Asa put his name down for a job that day and six months later was working with Arthur on the fetch and carry. Typical new starters, their first duty was salvaging scrap down the Grafton Belt, a spent seam of coal in one of the oldest Brantford districts beneath Litten. Their job was to scoot around retrieving what was left down there, ‘On the wood’ or ‘on the metal’, depending what you were after that day, barely able to see a few yards ahead, collecting the shite left behind by old crews, pre and post war, in times when it was almost as muggy above ground as it was below, before the clean air act stopped the atmosphere on the streets from feeling like a willow curtain you could part with your hands. Like a brattice partition, even. The controller of the gas.

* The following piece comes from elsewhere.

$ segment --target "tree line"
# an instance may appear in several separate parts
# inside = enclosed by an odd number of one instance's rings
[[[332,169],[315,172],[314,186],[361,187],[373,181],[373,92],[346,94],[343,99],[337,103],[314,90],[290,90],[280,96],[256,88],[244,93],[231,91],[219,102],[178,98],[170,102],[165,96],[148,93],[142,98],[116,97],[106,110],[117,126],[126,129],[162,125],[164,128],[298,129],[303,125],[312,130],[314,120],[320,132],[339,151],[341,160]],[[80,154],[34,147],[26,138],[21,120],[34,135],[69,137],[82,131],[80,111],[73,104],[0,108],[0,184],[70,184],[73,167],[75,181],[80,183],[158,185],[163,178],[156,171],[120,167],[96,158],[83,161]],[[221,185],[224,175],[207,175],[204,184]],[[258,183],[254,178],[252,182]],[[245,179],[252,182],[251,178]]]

Lads the same age who labour together can get close in a matter of days. That doesn’t necessarily mean they’re alike. Asa’s eyes were without curiosity. They were passages into a mind occupied by the sporting pinks, the weekend and the next morning and not much else. His friendship with Arthur was subterranean. Patina of dust over their lamp glass as they shared their snap. Some people are chucked together, others are drawn. When Arthur and Shell Newman met Asa and Janice Scanlan, Arthur was wildly jealous. There were no bottomless lakes in the Scanlans’ marriage. There were no dreams of wolves or plague doctors or past lives. Meeting the other couple had made him realise for the first time that the simplistic measure was the better yardstick. That the Newmans had saddled themselves by reading meaning into everything.